The Kooperationsgemeinschaft Mammographie KoopG (Institution for the coordination of the German MSP) was established in 2003 for the gradual implementation of the MSP. Figure 2 gives an overview of the structure of the MSP in Germany.

In 2005, the first screening unit (SE) was certified and began operation. Every SE is headed by one or two physicians in charge of the programme (PVA) and can be made up of several sites, the "mammography units" (ME). In 2009, the last of a total of 94 screening units went into operation.

Dedicated regulations specify the quality-assured MSP process. They are based on the strict European Guidelines:

  • All women aged 50 to 69 years without any clinical suspicion of breast cancer are invited to attend mammography screening every two years.
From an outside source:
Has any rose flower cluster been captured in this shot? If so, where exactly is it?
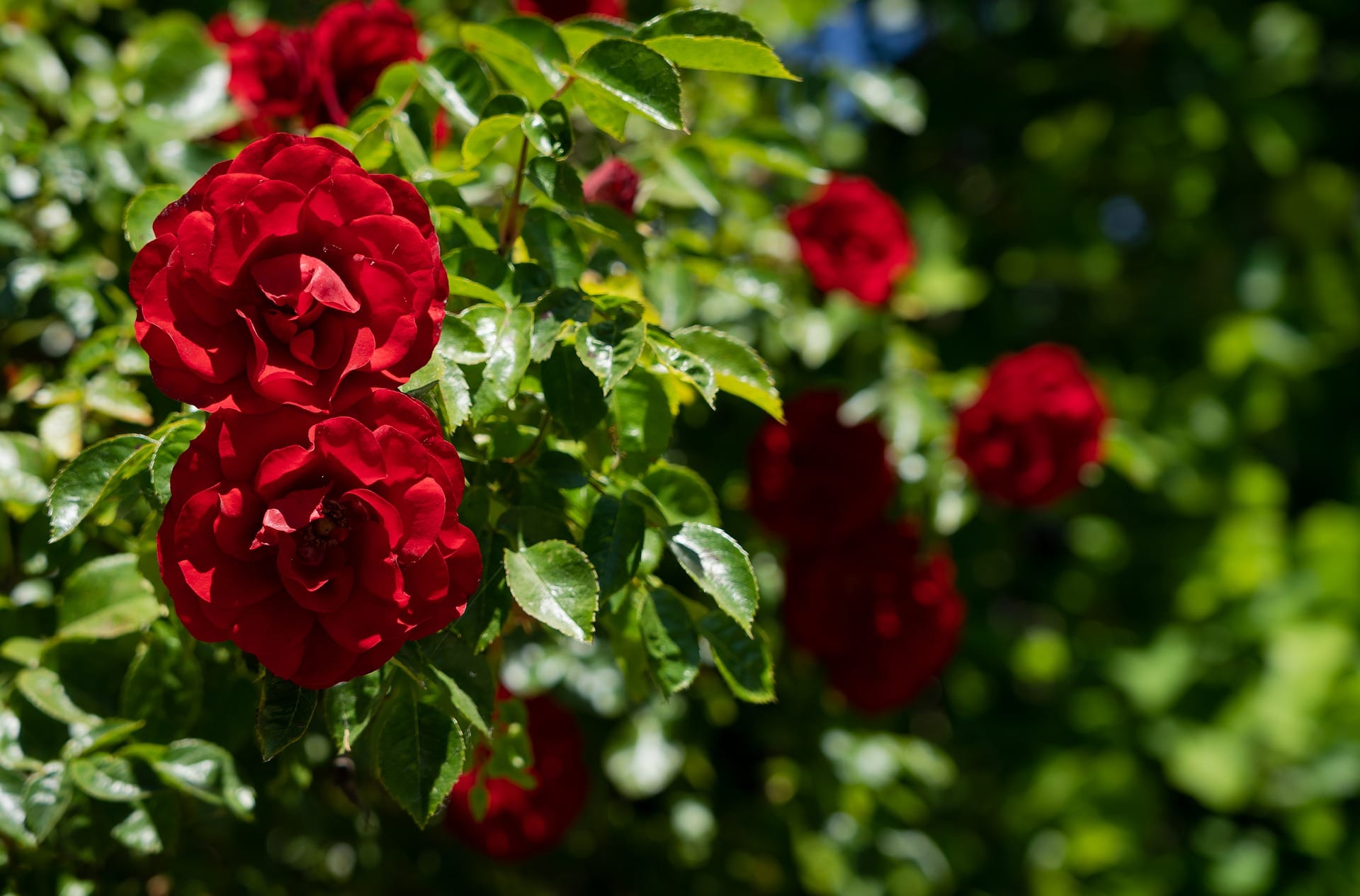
[749,390,964,713]
[130,133,482,688]
[208,0,420,140]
Together with the letter of invitation, the women receive a standardised medical history information sheet which has to be filled in before examination.
  • The mammograms are then taken in the SE where both medical technical staff and mammography system equipment have to meet high quality standards.
  • These mammograms are read independently by two physicians ("double reading") who both have professional experience of at least 5,000 mammogram readings per year. In the case of discordant findings, the mammograms are evaluated in a consensus review involving the PVA.
  • If further clarification is required, the first step is a clinical and imaging examination. If this evaluation reveals the suspicious finding, a "minimally invasive biopsy" is performed, that is, a tissue sample is removed as carefully as possible and is examined.

Flowchart of the screening chain Flowchart of the screening chainFlowchart of the screening chain Source: Qualitätsbericht 2005-2007, edited by Kooperationsgemeinschaft Mammographie

High quality standards along the entire "screening chain" (see flowchart) are ensured, among other things, by

  • recertifying the screening units at regular intervals,
  • regular participation in further training programmes of all personnel involved in screening,
  • using standardised protocols for performing mammograms as well as for any necessary recall of women and subsequent further diagnostics and
  • regular assessment of the programme (programme evaluation).
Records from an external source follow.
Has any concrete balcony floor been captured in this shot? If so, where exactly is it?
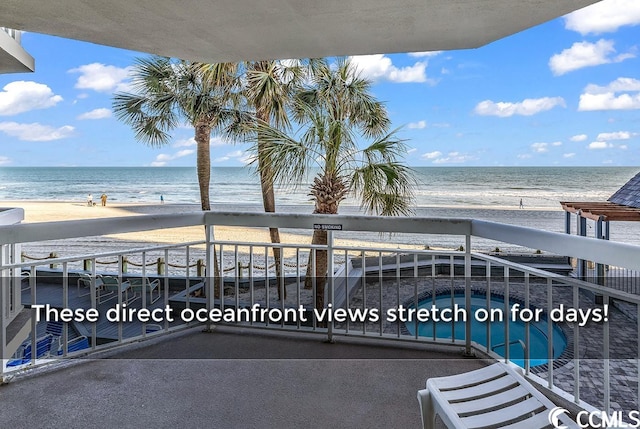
[0,327,485,429]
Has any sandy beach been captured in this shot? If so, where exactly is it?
[0,201,436,264]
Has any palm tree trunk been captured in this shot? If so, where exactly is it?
[258,125,287,300]
[194,122,220,298]
[304,230,328,311]
[194,123,211,211]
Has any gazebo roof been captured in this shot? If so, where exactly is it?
[560,173,640,222]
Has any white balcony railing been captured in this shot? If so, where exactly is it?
[0,212,640,410]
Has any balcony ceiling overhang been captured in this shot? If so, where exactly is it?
[0,0,598,62]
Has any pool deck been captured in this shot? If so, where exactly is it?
[0,327,486,429]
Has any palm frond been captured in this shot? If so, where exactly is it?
[351,162,415,216]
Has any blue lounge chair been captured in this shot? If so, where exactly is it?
[57,335,90,356]
[7,334,53,367]
[77,273,104,297]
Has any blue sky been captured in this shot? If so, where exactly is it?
[0,0,640,167]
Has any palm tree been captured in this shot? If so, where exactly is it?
[113,56,248,297]
[113,56,245,210]
[254,58,414,308]
[204,60,313,299]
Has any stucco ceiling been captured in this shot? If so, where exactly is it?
[0,0,598,62]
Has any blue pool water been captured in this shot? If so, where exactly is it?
[405,293,567,367]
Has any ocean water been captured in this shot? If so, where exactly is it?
[0,167,637,209]
[0,167,640,247]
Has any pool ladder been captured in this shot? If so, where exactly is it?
[491,340,527,358]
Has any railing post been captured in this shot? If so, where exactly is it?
[0,245,8,383]
[327,230,338,343]
[49,252,58,270]
[464,234,473,356]
[206,224,216,331]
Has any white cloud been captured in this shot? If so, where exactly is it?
[564,0,640,35]
[596,131,638,142]
[69,63,131,92]
[151,149,195,167]
[407,121,427,130]
[408,51,442,58]
[531,143,549,153]
[474,97,566,118]
[351,54,433,83]
[0,122,74,142]
[0,80,62,116]
[422,150,442,159]
[549,39,635,76]
[226,150,244,158]
[433,151,473,164]
[78,107,111,119]
[171,136,234,147]
[578,77,640,111]
[213,150,247,163]
[587,142,613,150]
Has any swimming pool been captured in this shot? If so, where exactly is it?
[405,292,567,367]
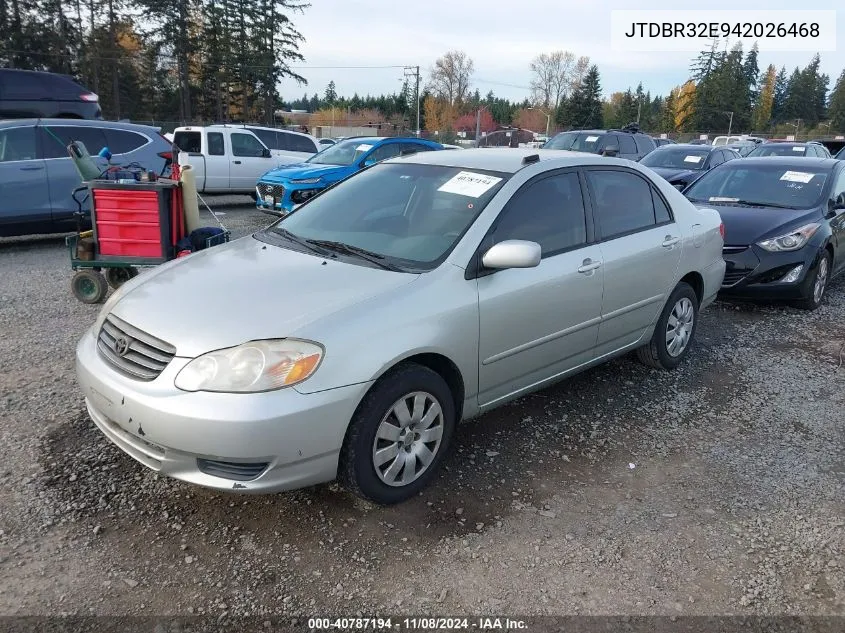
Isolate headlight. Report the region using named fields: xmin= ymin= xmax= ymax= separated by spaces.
xmin=175 ymin=339 xmax=323 ymax=393
xmin=757 ymin=222 xmax=821 ymax=253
Regular review and analysis of the MSP

In accordance with the German Guideline for the Early Detection of Cancer, the MSP is reviewed and analysed regularly in terms of process and outcome quality. In this context, the European Guidelines have specified certain parameters, such as

  • participation rate
  • how often could breast cancer be detected by the screening programme?
  • proportion of small, localised carcinomas (so-called "ductal carcinoma in situ" (DCIS)) or larger invasive carcinomas.

The results are summarised in quality and evaluation reports at regular intervals. These reports can be consulted on the website of the KoopG.

The overall goal of the programme is a sustainable reduction in breast cancer mortality. Whether this goal is achieved by the German programme will also be investigated as part of a research project. This mortality evaluation will be part-funded by the Federal Environment Ministry, the Federal Ministry of Health as well as the KoopG. The leading research contractor is the University of Münster. At first, it is currently being tested within the scope of a feasibility study whether, and if so, how an evaluation of breast cancer mortality can be realised. The feasibility study began in July 2012 and lasted two years. It has been followed by an extended feasibility phase of 1.5 years since January 2015.